Sunday, August 17, 2008

In Which: I try to ignore an annoying object

In this weather, it's better just to keep quiet and be cool. But no, the librarian must taunt me with a noisy, aromatic irritation. See for yourselves.

I make no apologies for my fitness or lack thereof. I have just found out that, according to this webpage, I am in my 70s in human years.

Sunday, August 3, 2008

In Which: a large tomato is named in my honor.

Well, I could tell something was going on. I heard the librarian and her pals saying "fatty" but it didn't really seem to require my attention. Besides, I was busy.

Finally they came out with it. They appeared to think that a large tomato growing in the garden was a remarkable event.

Of course, they correlated one remarkable event with another remarkable item: Me. So, naturally, they spent quite a bit of time fussing over it.
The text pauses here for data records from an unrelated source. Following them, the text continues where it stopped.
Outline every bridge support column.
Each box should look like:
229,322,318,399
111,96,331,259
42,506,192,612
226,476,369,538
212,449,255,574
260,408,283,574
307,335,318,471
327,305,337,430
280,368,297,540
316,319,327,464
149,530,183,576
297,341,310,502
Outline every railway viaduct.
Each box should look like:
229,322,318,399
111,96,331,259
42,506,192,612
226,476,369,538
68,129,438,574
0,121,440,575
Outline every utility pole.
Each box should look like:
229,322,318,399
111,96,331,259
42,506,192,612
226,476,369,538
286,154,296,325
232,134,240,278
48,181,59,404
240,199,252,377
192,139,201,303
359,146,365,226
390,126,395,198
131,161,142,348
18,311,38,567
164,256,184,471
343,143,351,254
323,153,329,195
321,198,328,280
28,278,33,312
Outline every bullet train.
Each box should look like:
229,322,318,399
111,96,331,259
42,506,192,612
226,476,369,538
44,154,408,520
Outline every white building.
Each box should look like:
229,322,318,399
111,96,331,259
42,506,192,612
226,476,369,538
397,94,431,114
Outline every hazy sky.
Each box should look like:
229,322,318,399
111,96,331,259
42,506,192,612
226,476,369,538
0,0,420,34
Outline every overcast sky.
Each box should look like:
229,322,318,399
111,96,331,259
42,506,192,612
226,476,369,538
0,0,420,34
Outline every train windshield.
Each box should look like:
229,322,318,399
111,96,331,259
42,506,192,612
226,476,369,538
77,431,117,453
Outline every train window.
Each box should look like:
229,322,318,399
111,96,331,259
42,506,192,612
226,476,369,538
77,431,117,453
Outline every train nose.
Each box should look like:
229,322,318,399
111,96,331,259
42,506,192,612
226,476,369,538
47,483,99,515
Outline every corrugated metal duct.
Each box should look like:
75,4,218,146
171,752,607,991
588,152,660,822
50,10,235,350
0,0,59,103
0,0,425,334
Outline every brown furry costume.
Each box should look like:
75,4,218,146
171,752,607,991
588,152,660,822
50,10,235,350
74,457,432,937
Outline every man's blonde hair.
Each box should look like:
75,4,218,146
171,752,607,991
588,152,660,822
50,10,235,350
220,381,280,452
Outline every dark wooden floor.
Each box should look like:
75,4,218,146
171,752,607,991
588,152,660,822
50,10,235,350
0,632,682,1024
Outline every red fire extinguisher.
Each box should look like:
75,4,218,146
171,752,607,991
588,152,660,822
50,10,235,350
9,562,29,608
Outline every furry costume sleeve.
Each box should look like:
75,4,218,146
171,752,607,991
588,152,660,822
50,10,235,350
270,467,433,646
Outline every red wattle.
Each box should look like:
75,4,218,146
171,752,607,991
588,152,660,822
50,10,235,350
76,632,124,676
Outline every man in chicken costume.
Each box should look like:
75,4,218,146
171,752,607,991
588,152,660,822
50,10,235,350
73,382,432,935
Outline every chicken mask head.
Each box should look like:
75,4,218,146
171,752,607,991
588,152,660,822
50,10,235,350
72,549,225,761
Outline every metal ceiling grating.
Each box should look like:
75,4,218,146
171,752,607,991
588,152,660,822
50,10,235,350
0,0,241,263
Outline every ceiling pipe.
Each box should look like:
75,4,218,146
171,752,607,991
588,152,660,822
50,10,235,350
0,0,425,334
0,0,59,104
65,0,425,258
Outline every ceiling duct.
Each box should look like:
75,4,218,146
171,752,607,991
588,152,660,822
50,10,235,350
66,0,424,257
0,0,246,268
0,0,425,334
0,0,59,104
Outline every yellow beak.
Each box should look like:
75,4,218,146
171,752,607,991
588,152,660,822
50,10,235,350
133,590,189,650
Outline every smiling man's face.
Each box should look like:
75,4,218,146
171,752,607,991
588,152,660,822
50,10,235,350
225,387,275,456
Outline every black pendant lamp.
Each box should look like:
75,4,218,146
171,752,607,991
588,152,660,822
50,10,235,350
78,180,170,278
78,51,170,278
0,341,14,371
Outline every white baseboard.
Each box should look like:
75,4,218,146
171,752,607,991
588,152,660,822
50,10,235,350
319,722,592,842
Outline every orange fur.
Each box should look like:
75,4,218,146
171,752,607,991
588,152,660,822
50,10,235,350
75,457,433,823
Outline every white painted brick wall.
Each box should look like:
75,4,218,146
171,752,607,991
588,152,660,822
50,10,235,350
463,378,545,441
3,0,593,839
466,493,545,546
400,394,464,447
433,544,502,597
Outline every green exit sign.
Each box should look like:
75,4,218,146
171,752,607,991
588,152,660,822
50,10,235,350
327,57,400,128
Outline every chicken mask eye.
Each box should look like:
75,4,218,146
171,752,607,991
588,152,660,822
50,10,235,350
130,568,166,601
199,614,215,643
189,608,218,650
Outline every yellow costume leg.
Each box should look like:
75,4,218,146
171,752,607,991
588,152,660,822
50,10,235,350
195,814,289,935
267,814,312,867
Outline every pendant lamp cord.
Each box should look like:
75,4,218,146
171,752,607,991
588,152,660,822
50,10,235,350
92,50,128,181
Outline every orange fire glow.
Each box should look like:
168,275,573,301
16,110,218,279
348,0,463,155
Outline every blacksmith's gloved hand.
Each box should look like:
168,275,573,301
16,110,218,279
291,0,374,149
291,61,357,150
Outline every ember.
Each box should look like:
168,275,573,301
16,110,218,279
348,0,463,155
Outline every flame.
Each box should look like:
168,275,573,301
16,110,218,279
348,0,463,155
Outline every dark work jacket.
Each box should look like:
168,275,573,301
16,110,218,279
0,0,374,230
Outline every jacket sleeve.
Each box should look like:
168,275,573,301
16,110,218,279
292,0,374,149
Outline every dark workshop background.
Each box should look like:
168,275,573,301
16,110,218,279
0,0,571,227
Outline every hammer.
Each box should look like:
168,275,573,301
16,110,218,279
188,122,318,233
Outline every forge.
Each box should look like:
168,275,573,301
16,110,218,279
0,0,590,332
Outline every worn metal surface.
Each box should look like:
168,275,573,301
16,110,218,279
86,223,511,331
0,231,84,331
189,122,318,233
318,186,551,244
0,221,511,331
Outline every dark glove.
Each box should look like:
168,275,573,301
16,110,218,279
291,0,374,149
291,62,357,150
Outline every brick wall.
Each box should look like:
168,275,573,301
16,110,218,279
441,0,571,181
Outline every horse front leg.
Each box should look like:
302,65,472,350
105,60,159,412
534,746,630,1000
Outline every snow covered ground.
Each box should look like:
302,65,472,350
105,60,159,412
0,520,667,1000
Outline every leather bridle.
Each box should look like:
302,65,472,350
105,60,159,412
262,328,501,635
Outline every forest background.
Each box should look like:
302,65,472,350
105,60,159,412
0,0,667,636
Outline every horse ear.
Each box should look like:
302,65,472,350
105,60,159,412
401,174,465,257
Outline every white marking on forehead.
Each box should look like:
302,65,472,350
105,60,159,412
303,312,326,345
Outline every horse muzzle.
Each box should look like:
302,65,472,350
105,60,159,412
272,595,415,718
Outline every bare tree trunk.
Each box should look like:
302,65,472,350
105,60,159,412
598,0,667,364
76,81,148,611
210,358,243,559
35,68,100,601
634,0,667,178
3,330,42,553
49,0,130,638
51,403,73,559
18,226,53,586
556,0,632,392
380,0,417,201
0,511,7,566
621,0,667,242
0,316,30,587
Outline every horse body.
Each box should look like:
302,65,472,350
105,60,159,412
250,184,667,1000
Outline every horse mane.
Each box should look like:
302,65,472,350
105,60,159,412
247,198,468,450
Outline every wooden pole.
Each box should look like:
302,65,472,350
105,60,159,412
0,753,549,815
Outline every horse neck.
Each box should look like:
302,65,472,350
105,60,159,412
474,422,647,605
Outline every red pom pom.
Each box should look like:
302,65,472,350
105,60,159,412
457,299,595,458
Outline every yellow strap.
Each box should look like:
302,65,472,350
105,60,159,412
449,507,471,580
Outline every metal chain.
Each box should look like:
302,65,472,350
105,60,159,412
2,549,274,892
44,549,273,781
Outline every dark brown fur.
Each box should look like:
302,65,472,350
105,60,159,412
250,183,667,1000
And, well, they had to commemorate the event in some way. What better way than to anoint the fruit with a splendiforous moniker: Behold, Fatty Tomato!

It weighed in at one pound, ten oz. I gave it my official blessing:

And then it was anointed with olive oil, and...eaten, along with fresh basil, balsamic vinegar, minced onion and garbanzo beans. But not by me. I celebrated with kitty treats. Much better and they were organic, too. Slurrpp!